Building a log pile can boost your local biodiversity by giving a home and shelter to some of the smaller inhabitants of your garden.

They are easy to assemble and require little maintenance.

Watch our video for instructions, then read on for construction tips and to find out which animals might move in.

For your wildlife log pile you will need:

  • logs
  • sticks
  • dry leaves
  • loose bark

1. Find a damp, shady spot and create a base layer of logs.

2. Push some sturdy sticks into the ground on both sides of your logs, to stop them rolling away.

3. Fill any gaps between your logs with dry leaves.

4. Add a layer of loose bark.

5. Continue adding alternate layers of logs, sticks, bark and leaves, finishing in a pyramid shape. To ensure the log pile is stable, place your biggest logs towards the bottom of the pile.

6. Keep the log pile damp by watering it during dry spells.

You can keep watch throughout the year to see what is using the log pile, such as beetles, woodlice and centipedes. Why not record your observations in a nature journal?

A small log pile, held between stick

A completed log pile offers a range of different nooks and crannies for your garden wildlife.

How log piles support a range of wildlife

A log pile is the perfect habitat for a range of invertebrates, small mammals and amphibians. The damp environment of logs, bark and leaves provide small places to shelter in and interesting food sources.

Some creatures will take up permanent residence, while many animals are active at night, so need a safe space during the day. Others may use it as a frost-free location to overwinter.

Over time, as the wood decays and softens, more animals will be able to make their home in it. Your log pile may also grow visible fungi and mosses.
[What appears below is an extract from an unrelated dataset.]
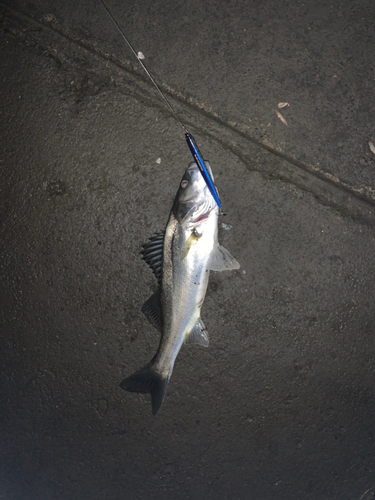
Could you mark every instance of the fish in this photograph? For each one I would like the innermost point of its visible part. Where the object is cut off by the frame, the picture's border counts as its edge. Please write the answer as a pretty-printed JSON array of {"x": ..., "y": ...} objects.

Tips on building the best log pile

  • When sourcing logs, you could use tree prunings or ask friends and neighbours if they have any offcuts. Don't take logs from woods or other wildlife sites because you might be disturbing established habitats.
  • Keeping the log pile moist will provide homes for the greatest variety of wildlife. However, a very shady log pile might be too cold for some insects to live in.
  • You can encourage shade-loving plants such as primroses and ferns to grow around or over your log pile. This can make your logs look more attractive and provide extra shelter.
  • To create a broader range of habitats, partially bury the initial layer of logs, rather than leave them resting on the surface.

Adapting your log pile to help stag beetles

If you live in southeast England then you can help to protect the endangered greater stag beetle (Lucanus cervus). These charismatic beetles, the UK's largest, require dead wood for their larvae to eat and live in.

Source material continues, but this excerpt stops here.